Real Rotterdam
Inequality is one of the major threats for the social ecosystem in cities. As growth enables segregation, I want to understand how people are falling behind in the proces of speeding up and moving forward within the context of a city booming. Famous for its harbor, Rotterdam is one of those cities that continues to develop on a large scale. The local government designed extensive plans to attract wealthier middle-class incomes to give rise in weaker areas. By making neighborhoods more appealing to residents that don’t tax the city by way of requiring financial aid or healthcare, but rather contribute to it, the local government hopes to offer high-educated and young professionals a place to grow a family. Despite its efforts, Rotterdam remains the poorest city of the Netherlands.
Rotterdam is the place that I call my hometown. I live in a deprived neighborhood, called Oud-Mathenesse. When I came to live here a few years ago, I started this project after I was introduced to the community. Many residents are suffering financial poverty and coping with its far-reaching distresses. I started documenting some of their day-to-day struggles. Migrant workers living together in small rooms, homelessness, loneliness and drug abuse are common problems here. Throughout the years I witnessed many changes around me in the city as well as going through personal challenges myself that proved rather relevant to my project. The result is, divided into three parts.

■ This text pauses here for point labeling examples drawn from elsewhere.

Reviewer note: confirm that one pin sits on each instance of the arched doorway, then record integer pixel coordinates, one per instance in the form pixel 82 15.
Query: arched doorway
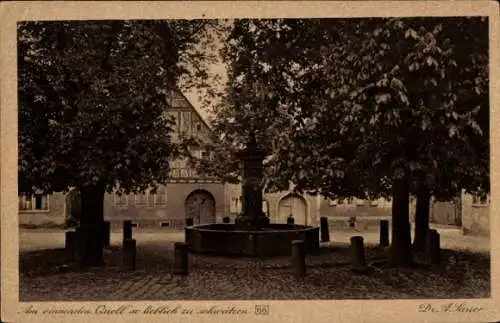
pixel 200 206
pixel 293 204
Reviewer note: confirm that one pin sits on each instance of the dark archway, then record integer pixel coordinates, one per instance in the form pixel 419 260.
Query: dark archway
pixel 200 206
pixel 295 205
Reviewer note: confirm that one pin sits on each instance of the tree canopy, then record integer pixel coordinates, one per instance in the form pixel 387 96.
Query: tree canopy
pixel 92 99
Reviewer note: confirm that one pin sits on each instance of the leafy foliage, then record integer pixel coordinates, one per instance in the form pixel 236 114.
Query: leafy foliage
pixel 350 104
pixel 92 100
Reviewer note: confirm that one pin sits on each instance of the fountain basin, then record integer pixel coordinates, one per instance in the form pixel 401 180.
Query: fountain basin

In part one of this project, Doors of Distress, I used the method of visual ethnography to document residents who suffer the consequences of longterm (financial) distress. Starting from within my own community I flew out all across Rotterdam, where I found more residents barely maintaining an existence. People who go by without the resources, privileges or tools to grant their basic needs - from areas like the Beverwaard, Coolhaven, Oud-Mathenesse, Spangen and Feijenoord. In part two of this project, Life before Gentrification, I return back to my own neighborhood during the pandemic, right after I became a mother while simultaneously suffering a severe period of chronic illness. For the first time in my life, I experienced what it is like to live off of welfare benefits and struggling financially myself, because of my personal situation. Upon coming back to Oud-Mathenesse, I turned inward, and so did the project. In Oud-Mathenesse many shifts had been taking place. The inequalities in the area never looked more unsettling than the processes of urban renewal that come marching in it. I therefore felt a desire to deepen my understanding of its effects on my neighbors, and zoom in on the everyday life before gentrification that marks it. The third part of the project, Gated in Green, will be revealed soon and derives naturally from the other parts.
Ethics are important in this project. I believe it is vital that - as a researcher and photographer - I should not make a career out of being a voice to the voiceless. Poor people, just as people of color or immigrants, are often excluded from the construction of knowledge or visual narratives. Therefore, this project is a co-creation, and every person's story gathered for this project is authentically their own.